When the deck is in motion the touch strip can be used in a number of ways:-

  • To nudge the pitch bend of the track, allowing a form of manual beat-matching using the phase meter (and your ears) as a guide.
  • For preset loop lengths – Pressing and holding the strip in various places could trigger a loop in flux mode allowing you to create build ups with very tight loops such as 1/16 or 1/32 to create loop rolls.
  • Assigning different effects to the touchstrip could really boost your performance.

Is the Traktor X1 mk2 for you?

Traktor X1 Mk2At $199 it’s not ridiculously cheap, however it is within grasp of many aspiring DJ’s.
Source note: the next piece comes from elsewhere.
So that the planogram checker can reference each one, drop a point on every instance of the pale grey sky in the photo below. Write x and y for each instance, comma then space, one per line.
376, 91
The main deciding factor for purchasing the Traktor X1 mk2 is down to your workflow. How do you currently use traktor and how to you propose to use traktor in the future?

If you already own the X1, and you’re happy with your workflow, then it may be wise to wait until your X1 fails and you need a replacement.

On the other hand however, Native Instruments are offering you a $50 e-voucher right now. So if you were once toying with the idea of owning 2 X1’s (so that you can control all 4 decks), then now may be the time to get your 2nd X1.

The introduction of the touchstrip add’s some nice functionality when it comes to playing music that isn’t beat-gridded, but it’s no replacement for a turntable or jog-wheel. If you are excited about the prospect of jumping around your tracks using loops and the flux mode and adding lots of effects and noises into your DJ sets, then the Traktor X1 mk2 will definitely be up your street. However, if your musical style isn’t too suited to tweaking mashups and build ups, and you’re content with the effects panels at the top of your X1, then I’d save the cash and maybe put it towards a Z1 instead.

For those that do not own any Traktor DJ controller, this would be my first choice, along with the Z1 mixer with the built in audio card.

Do you own a Traktor X1 mk2? What do you think f it? Are you thinking of buying one? Has this article helped you decide? Let’s get on it in the comments……

X1 Mk 2 – Release date August 1st 2013.

4 thoughts on “Traktor X1 Mk2 – What’s New?

  1. I have been a traktor user for a few years now and an x1 mk1 user for a couple years. I recently made the upgrade to mk2 and really happy with the decision! I use it with either my z1 or with audio 2 sound card and my xone 22 for mobile DJ gigs and weekly radio show. All the traktor products I have invested in still work great for me.